スペインの五輪委員会会長も五輪延期を要望
さらにBBCによると、各国際競技団体との電話会議を終えたIOCが、「抜本的な決断は計画していない」と表明したことを受けて、スペインのオリンピック委員会のアレハンドロ・ブランコ会長が、「選手に十分に準備する機会を与えるために五輪は延期することが望ましい」と、延期を要望したという。 スペインでも、1万人以上に感染者が拡大しており、「警戒事態宣言」が政府により発令された。 ブランコ会長は、「毎日、耳にする(新型コロナウイルス関連の)ニュースは、世界のすべての国にとってつらいものばかりだが、最も重要なことは、競技選手たちが練習できないこと。このまま五輪を予定通りに行うのであらば、不平等な状況を生むかもしれない。五輪は開催したいが、安全が保障された状態でなければならない。我々は世界の重要な国の1つだ。五輪前4カ月の段階で、選手たちは、対等な状態で(五輪を)迎えることができない」と、世界中の五輪予選が、次々と延期、中止に追い込まれ、アスリートの準備が万全ではないことを「延期要求」の理由として挙げている。 あ また海外メディアも批判的論調でIOCの動きを捉えた。 アイリッシュタイムズ紙は「IOC、2020年の東京五輪に“抜本的な決断は必要なし”と発表」との見出しを取り、「IOCの目標は7月24日の開会式のままだが、状況は変化しているとも話している」と伝えた。 記事はIOCが行った各国際競技団体との緊急電話会議の内容を「警戒感や不確定要素が増えているにもかかわらず、IOCは、今夏の東京五輪について『抜本的な決断はこの段階では必要ない』と断固として主張。
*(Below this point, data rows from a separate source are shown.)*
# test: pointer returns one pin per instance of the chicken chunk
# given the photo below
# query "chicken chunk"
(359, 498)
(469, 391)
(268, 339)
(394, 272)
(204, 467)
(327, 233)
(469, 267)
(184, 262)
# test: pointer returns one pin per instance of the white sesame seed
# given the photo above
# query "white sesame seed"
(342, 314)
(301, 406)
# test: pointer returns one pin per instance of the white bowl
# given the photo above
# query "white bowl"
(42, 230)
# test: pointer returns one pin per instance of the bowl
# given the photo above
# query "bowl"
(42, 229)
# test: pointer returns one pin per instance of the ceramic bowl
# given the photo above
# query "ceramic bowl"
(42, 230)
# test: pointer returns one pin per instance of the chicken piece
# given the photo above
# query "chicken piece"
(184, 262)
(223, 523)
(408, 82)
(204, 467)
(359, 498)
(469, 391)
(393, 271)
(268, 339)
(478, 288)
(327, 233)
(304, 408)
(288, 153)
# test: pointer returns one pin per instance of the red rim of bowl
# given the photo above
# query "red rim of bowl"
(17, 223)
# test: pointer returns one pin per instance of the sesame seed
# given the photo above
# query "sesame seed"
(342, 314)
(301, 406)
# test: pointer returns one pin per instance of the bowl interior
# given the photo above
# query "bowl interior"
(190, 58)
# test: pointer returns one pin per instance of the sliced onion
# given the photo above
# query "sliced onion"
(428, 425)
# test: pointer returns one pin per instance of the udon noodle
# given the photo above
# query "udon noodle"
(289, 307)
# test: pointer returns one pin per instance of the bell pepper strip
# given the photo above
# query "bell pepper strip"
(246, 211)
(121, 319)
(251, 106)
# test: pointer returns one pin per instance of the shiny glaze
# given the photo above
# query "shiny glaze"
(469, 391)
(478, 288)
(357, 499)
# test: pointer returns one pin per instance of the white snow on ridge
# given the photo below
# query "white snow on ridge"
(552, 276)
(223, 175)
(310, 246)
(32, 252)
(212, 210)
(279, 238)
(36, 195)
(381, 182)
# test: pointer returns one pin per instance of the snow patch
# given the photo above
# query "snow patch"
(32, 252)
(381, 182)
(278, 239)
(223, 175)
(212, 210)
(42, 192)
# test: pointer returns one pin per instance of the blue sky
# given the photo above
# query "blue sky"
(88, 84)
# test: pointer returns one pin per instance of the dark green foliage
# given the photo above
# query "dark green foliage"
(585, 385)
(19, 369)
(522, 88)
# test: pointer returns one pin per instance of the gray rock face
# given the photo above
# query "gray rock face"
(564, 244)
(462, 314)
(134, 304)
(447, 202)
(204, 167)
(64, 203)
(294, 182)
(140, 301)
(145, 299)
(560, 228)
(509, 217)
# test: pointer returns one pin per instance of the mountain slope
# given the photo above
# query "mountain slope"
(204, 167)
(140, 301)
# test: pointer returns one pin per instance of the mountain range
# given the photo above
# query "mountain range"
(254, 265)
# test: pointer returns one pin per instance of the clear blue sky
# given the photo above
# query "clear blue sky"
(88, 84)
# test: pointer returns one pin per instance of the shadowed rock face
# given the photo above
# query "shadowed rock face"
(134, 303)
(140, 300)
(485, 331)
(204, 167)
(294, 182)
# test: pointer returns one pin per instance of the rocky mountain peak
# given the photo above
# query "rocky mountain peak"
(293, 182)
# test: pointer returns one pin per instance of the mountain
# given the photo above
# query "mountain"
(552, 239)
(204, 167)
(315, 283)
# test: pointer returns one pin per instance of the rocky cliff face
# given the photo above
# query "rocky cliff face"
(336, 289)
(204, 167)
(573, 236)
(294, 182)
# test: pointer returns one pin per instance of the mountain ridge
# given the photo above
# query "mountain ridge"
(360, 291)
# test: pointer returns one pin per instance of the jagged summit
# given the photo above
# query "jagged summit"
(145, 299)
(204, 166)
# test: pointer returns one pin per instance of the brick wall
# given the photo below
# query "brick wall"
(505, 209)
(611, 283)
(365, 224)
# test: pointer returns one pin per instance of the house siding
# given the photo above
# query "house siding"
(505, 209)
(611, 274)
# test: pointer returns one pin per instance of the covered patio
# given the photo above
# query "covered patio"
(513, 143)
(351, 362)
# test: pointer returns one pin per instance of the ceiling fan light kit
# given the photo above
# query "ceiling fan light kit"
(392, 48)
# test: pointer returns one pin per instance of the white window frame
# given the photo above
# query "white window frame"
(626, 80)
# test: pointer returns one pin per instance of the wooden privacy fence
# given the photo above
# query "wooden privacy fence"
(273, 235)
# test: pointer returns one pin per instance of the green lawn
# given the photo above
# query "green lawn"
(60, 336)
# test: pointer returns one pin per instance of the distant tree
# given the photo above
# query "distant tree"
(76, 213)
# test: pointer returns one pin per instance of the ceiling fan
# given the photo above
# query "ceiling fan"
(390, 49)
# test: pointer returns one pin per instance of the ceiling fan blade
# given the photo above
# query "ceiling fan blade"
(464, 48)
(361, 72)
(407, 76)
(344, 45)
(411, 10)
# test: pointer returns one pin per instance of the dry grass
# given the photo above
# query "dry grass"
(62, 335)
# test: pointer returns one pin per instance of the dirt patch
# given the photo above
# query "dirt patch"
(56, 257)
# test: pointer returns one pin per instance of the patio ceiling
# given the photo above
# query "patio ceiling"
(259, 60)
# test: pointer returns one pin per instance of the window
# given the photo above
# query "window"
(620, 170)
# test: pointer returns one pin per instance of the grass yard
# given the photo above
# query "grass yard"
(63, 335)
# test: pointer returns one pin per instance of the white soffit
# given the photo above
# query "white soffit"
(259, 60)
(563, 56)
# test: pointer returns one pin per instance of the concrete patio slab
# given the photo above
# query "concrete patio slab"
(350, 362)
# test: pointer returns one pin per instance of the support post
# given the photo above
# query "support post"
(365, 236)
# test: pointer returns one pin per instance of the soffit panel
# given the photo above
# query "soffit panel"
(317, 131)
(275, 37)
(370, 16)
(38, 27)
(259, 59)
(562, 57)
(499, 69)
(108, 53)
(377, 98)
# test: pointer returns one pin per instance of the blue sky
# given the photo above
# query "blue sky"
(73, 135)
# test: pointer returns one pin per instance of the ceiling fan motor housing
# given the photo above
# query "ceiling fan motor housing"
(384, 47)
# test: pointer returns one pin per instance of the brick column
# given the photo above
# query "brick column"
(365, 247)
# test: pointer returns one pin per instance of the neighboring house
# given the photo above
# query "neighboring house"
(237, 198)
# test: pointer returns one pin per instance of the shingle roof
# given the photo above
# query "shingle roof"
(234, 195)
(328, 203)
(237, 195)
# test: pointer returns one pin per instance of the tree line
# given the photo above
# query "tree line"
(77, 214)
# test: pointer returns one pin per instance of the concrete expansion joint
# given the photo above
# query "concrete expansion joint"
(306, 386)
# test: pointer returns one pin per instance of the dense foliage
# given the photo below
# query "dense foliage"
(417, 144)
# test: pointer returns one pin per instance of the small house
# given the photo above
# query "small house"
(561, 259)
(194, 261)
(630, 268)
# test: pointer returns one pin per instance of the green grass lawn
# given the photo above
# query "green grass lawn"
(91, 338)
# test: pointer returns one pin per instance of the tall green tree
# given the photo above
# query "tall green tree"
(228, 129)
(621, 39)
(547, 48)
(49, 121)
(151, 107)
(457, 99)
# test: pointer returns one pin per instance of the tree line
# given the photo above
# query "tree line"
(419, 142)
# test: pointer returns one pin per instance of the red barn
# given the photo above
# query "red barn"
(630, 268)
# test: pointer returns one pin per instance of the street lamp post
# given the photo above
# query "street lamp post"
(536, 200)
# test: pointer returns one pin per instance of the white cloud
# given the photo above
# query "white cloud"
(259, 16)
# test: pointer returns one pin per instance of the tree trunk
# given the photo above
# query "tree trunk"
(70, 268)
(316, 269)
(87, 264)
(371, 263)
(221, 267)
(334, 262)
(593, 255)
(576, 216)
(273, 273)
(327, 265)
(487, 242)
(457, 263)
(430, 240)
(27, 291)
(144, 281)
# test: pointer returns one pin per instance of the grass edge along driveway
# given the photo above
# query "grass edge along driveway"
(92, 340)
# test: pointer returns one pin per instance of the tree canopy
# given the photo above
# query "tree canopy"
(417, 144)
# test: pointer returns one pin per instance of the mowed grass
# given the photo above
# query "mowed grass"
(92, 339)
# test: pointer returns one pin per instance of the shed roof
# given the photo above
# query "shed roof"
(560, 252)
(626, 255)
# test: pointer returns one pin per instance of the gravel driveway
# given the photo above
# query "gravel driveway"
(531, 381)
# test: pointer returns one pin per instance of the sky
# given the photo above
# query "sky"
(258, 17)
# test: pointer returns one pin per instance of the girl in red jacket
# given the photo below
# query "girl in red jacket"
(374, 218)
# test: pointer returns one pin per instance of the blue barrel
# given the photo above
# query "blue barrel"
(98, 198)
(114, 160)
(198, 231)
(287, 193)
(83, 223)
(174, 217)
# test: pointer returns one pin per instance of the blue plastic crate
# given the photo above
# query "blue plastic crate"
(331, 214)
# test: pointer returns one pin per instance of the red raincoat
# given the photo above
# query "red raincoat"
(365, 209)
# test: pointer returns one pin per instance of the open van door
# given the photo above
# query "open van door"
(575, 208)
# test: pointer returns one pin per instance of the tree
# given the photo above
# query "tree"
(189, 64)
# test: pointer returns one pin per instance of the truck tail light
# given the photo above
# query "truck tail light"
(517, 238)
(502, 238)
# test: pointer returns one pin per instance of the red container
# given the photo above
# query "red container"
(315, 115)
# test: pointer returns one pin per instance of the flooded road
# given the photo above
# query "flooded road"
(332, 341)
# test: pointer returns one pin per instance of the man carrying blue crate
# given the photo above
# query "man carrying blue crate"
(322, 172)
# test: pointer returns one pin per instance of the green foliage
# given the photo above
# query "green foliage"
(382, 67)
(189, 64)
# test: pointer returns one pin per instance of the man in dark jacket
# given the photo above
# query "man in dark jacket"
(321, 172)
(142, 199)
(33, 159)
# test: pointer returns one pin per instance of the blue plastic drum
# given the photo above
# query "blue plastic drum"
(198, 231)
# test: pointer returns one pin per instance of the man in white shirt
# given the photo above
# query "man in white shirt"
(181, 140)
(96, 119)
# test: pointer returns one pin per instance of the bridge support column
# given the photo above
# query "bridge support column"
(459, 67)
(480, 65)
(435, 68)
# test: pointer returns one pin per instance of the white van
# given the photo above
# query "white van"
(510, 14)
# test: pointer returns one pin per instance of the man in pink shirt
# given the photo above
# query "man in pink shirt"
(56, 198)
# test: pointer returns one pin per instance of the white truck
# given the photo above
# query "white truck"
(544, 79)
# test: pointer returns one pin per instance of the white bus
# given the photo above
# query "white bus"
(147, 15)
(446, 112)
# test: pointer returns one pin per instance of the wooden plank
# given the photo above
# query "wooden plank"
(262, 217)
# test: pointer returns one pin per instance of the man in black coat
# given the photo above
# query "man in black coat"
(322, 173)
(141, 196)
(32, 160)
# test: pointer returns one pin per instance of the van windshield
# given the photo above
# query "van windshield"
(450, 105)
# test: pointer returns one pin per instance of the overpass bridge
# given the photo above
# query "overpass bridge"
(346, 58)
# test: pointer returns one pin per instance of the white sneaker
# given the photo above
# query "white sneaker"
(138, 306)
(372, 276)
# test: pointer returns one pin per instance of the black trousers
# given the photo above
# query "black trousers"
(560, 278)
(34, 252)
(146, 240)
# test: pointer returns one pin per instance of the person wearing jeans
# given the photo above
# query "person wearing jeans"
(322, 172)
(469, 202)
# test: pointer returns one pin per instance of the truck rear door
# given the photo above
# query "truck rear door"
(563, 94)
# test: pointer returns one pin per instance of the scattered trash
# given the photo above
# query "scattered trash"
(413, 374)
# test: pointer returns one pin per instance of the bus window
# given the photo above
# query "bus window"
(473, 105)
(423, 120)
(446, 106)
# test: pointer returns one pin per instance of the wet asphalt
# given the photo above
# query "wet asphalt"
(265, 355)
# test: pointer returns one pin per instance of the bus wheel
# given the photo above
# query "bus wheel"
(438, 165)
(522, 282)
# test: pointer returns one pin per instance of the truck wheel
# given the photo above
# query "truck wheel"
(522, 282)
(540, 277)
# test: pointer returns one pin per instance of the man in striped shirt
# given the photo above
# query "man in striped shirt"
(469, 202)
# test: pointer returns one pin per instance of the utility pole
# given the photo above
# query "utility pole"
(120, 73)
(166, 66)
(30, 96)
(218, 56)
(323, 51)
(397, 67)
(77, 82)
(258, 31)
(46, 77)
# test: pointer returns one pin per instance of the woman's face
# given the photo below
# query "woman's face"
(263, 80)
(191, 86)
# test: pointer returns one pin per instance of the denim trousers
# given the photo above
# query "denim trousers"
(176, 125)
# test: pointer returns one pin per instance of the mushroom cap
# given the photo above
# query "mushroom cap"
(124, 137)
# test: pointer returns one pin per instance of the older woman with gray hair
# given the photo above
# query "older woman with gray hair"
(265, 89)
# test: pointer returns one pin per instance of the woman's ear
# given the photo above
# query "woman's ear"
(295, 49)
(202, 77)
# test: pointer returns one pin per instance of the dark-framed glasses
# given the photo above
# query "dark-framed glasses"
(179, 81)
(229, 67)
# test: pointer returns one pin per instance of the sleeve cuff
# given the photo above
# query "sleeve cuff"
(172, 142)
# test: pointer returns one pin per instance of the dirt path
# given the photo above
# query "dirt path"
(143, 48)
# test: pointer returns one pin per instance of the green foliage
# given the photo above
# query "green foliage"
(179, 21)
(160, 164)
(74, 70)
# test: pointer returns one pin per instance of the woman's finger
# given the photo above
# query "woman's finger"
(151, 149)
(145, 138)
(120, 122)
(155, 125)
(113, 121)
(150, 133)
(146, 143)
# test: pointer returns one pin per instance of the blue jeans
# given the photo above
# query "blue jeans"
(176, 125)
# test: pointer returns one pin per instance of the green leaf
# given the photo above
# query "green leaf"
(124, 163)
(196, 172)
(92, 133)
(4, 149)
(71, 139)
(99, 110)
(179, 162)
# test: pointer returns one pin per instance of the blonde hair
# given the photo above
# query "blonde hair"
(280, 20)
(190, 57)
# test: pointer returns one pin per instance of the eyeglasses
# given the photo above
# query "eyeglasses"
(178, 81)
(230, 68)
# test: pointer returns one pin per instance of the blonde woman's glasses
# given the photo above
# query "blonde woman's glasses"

すべての選手たちに通常通りの準備を続けるように奨励した」と、伝えた上で、まだ全競技の57%しか東京五輪の代表が決まっていない現状を問題視した。 「各国際競技団体は、7月6日までに最終的な参加者を決めなければならない。だが、ボート、自転車やボクシングといった五輪競技のいくつかは、東京五輪予選を短縮、延期している。特に注目されているのが、米国の陸上の五輪選考会だ。今のところチケット販売は中断されているが、6月19日から28日までオレゴン州ユージーンのヘイワードフィールドでの開催が予定されている。ただ、多くの米大学スポーツが6月までの残りシーズンを中止している。米国陸上五輪選考会が延期されれば、必然的にIOCは対応を余儀なくされ、東京五輪も2020年後半か、その先に延期されることになるかもしれない」と、改めて延期の可能性を示唆した。